- Title: Political risks may be the biggest test for financial markets in 2017
- Date: 30th December 2016
- Summary: PARIS, FRANCE (NOVEMBER 27, 2016) (REUTERS FOR AGENCY POOL) WINNING CANDIDATE IN FRENCH RIGHT'S PRESIDENTIAL PRIMARY, FRANCOIS FILLON, ARRIVING VARIOUS OF FILLON ON STAGE VARIOUS OF SUPPORTERS LISTENING TO HIM FILLON ADDRESSING SUPPORTERS
- Embargoed: 14th January 2017 10:26
- Keywords: global economy financial markets. political risks 2017 France Germany elections Trump. Presidency China relationship
- Location: LONDON, ENGLAND, UK / NEW YORK, U.S.A./ TIANJIN, CHINA / PARIS, FRANCE / ESSEN, GERMANY / ALMERE, THE NETHERLANDS
- City: LONDON, ENGLAND, UK / NEW YORK, U.S.A./ TIANJIN, CHINA / PARIS, FRANCE / ESSEN, GERMANY / ALMERE, THE NETHERLANDS
- Country: Various
- Topics: Economic Events
- Reuters ID: LVA0055F2PKZX
- Aspect Ratio: 16:9
- Story Text: The global economy has withstood several crises since 2008 but for financial markets, the biggest tests may be to come.
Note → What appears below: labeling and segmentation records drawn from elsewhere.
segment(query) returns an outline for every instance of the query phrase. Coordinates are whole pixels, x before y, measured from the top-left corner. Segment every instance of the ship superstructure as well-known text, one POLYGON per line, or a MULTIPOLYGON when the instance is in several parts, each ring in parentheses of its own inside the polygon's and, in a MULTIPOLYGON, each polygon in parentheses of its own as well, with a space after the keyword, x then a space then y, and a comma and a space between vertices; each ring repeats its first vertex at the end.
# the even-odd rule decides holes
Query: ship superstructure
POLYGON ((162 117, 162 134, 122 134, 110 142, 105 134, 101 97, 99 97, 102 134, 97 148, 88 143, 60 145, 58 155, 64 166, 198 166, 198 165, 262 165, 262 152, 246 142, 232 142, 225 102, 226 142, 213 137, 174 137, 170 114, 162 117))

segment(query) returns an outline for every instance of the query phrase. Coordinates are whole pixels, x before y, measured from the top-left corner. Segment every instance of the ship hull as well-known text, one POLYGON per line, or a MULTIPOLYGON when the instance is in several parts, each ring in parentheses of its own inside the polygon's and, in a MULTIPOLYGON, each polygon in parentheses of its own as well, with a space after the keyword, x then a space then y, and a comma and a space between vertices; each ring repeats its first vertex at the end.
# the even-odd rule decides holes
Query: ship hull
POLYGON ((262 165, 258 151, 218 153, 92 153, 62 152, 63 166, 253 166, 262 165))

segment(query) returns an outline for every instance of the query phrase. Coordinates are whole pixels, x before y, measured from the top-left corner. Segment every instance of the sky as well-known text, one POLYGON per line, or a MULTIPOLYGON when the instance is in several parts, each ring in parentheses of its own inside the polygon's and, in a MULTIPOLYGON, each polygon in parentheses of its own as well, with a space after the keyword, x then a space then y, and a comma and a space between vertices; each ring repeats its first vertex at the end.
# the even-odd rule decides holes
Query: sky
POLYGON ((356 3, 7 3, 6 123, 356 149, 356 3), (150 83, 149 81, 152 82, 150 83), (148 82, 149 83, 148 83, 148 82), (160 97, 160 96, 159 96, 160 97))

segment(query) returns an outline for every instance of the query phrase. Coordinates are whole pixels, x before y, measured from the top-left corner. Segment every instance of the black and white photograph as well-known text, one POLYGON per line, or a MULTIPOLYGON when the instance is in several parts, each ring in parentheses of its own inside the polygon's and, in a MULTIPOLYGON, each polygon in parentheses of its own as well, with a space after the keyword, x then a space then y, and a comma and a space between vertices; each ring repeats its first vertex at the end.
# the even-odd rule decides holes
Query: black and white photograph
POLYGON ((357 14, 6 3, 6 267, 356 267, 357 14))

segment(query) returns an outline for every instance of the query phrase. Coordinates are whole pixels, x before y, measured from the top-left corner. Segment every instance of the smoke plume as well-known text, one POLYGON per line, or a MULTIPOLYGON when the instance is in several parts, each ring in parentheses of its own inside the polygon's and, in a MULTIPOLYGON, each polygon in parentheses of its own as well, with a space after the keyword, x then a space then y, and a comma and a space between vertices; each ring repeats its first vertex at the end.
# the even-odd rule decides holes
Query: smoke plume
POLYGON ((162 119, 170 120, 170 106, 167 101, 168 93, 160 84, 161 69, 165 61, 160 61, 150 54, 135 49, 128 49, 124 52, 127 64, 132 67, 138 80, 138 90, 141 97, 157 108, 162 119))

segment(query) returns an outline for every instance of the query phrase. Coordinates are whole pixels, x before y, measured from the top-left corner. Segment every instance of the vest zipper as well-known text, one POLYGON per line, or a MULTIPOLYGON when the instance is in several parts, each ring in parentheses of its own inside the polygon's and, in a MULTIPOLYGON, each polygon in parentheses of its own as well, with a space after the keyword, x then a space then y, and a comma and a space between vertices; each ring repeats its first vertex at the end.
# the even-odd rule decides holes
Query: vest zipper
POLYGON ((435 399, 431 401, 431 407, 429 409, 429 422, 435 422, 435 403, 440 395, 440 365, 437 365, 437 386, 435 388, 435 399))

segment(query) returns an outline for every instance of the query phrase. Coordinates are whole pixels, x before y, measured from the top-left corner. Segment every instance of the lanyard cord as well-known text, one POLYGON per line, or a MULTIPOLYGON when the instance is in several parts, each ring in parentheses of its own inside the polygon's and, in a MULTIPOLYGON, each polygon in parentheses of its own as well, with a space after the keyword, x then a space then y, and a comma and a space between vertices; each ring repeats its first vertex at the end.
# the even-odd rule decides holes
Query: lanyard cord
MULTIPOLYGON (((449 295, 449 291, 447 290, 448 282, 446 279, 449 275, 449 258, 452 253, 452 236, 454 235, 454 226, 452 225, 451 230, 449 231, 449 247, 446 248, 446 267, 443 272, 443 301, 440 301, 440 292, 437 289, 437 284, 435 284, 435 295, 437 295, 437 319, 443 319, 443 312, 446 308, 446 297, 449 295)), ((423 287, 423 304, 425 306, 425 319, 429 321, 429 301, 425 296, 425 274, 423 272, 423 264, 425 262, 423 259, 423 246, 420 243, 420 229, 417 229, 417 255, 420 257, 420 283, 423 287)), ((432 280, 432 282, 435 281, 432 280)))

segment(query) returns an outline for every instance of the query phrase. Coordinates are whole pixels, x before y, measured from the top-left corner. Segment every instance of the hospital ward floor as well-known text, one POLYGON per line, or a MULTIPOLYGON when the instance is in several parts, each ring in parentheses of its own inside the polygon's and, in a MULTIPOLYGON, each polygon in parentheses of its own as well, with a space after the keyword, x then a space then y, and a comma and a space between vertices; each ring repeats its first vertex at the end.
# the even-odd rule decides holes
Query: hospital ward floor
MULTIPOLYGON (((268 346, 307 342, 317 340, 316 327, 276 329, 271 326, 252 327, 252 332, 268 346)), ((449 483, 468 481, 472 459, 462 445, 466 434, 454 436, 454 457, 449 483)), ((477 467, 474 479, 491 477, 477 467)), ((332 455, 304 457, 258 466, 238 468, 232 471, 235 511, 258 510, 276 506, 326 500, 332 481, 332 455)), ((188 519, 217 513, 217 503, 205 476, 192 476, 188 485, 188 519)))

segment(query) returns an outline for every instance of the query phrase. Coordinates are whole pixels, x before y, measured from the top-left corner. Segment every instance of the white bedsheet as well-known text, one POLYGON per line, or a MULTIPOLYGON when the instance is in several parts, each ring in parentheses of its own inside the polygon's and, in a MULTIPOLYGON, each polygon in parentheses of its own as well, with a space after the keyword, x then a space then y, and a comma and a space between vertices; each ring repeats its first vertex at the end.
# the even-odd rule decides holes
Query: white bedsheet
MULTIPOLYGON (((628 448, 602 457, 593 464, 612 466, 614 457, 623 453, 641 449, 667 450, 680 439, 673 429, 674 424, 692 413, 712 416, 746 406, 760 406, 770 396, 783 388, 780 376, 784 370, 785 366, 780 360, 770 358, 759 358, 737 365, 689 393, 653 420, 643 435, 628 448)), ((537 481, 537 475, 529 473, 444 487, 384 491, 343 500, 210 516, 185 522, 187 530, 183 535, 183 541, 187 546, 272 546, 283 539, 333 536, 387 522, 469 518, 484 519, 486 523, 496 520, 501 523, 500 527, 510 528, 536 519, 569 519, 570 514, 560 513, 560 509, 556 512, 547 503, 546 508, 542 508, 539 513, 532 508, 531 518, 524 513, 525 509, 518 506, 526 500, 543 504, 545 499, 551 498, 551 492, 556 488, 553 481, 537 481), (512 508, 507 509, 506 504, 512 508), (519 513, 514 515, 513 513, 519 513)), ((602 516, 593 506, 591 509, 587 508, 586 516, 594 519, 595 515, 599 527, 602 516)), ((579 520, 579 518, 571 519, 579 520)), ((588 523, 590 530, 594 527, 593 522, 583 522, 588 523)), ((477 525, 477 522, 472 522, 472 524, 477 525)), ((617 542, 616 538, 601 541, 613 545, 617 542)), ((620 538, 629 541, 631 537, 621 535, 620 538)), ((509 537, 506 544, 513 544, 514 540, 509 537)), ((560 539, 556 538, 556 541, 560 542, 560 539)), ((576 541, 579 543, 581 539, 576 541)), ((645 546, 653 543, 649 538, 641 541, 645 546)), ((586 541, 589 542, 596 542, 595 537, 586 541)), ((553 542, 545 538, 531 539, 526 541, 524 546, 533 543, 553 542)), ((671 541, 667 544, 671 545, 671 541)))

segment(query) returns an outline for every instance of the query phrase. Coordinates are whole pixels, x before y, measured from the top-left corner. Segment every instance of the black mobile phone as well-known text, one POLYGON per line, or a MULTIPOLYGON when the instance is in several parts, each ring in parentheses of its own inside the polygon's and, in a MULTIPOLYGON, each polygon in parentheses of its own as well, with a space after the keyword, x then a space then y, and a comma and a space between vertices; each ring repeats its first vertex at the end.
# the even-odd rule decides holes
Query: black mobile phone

After several shocks this year some investors are looking closely at the many political risks ahead in 2017.
Elections in France, Germany and The Netherlands next year, are flashpoints that could ignite brewing political discontent across the continent.
They are among the biggest risks for 2017, according to analysts, after seeing the surge of right-wing populism that went a long way to determining the surprise outcomes of this year's Brexit referendum and U.S. presidential election.
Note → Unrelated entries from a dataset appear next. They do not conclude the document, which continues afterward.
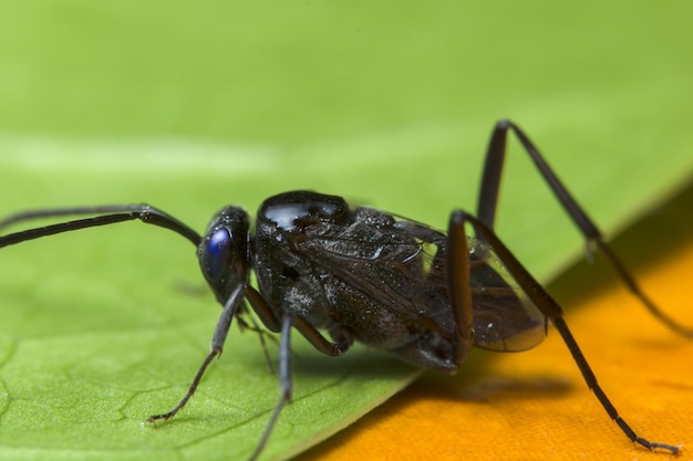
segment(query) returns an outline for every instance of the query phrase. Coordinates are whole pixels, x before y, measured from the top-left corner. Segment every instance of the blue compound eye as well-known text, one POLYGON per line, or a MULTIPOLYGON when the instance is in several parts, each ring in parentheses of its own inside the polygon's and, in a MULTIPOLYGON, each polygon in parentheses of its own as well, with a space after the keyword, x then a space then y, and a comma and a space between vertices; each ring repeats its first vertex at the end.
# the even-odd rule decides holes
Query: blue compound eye
POLYGON ((231 235, 219 228, 209 237, 203 250, 201 266, 210 282, 219 282, 228 270, 231 260, 231 235))

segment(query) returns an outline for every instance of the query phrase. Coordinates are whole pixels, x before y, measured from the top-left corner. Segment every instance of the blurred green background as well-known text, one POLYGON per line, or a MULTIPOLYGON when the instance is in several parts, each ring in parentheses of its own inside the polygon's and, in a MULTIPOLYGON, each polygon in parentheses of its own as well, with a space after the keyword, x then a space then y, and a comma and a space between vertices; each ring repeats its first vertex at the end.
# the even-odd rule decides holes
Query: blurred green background
MULTIPOLYGON (((613 232, 691 177, 692 23, 691 2, 6 0, 0 214, 146 201, 201 231, 224 205, 310 188, 444 228, 475 209, 490 129, 509 117, 613 232)), ((546 280, 582 242, 510 149, 498 231, 546 280)), ((15 366, 17 338, 138 325, 154 344, 195 318, 180 363, 157 366, 187 383, 217 311, 172 289, 201 279, 165 233, 2 250, 0 365, 15 366)))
"It's going to be fascinating the French election. If we predict anybody winning this we are going to look as stupid as we did with Brexit and with Trump or any of the other issues which were apparently dead certs going one way and it'll go the other way. Well, if it is Madam Le Pen that is coming then I don't think she is going to be saving the EU, it may well be that's the end of the euro. But it would seem at the moment that that's unlikely although that is very hard to be able to hang your hat on at the moment. If it is Mousieur Fillon then maybe it is the sort of reforms that are necessary. But there's one caveat to that - the French unions are very strong and very effective, they will literally cut off Paris if they feel they are under attack. So even he does get elected he is going to have a hell of a fight on his hands domestically to get those reforms through," said Justin Urquhart-Stewart, Head of Corporate Development at 7IM.
The mathematics for Le Pen to secure the French presidency are far trickier than those faced by the Brexiteers or Trump. But these two political earthquakes mean investors are going into 2017 with their eyes wide open.
They are selling the bonds of so-called peripheral euro zone countries, pushing the premium they offer over ultra-safe German bonds to the widest levels in months.
In November the 10-year Italian-German spread was nearly 180 basis points, the widest in over two years.
The euro is also coming under pressure as the rise in U.S. Treasury yields and U.S. growth prospects attract investment flows into the dollar. But the bubbling European political risk is also undermining it. There are elections in The Netherlands and Germany in 2017 too.
"The issue with Merkel of course is almost name one other politician in Germany. Obviously we know Herr Schaueble but she has virtually cleared the ground around her so it is only her. So yes, despite the fact that her policies of the last year, particularly with regard to immigration, were unpopular she's likely to be elected but I suspect the majority is going to be much thinner overall. What she has to do if she wants to imbed her changes and reforms is to start building up a team who can carry on after her because Mutte Merkel can't carry on forever," said Urquhart-Stewart.
But the key political risk, according to Urquhart-Stewart, is the U.S. and in particular its relationship with China.
"They need each other, they can't do without each other but sadly the rhetoric or more to the point the tweeting from President-elect Trump and the dangerous reaction from the Chinese, this is very dangerous politics indeed. Already he has cast aside the Pacific Trade Agreement, to which the Chinese are absolutely delighted, but he needs the Chinese - after all they are the second largest holder of American debt and he would probably like them to buy some more and certainly not sell it. But equally the Chinese need the Americans because they are one of their largest trading partners, they need them to be still buying Chinese stuff so the sooner we get away from rhetoric and down to real proper diplomacy and bargaining structures, to actually stop accusing each other dumping and currency manipulation and actually get down to brass tacks and what they can do together, the better."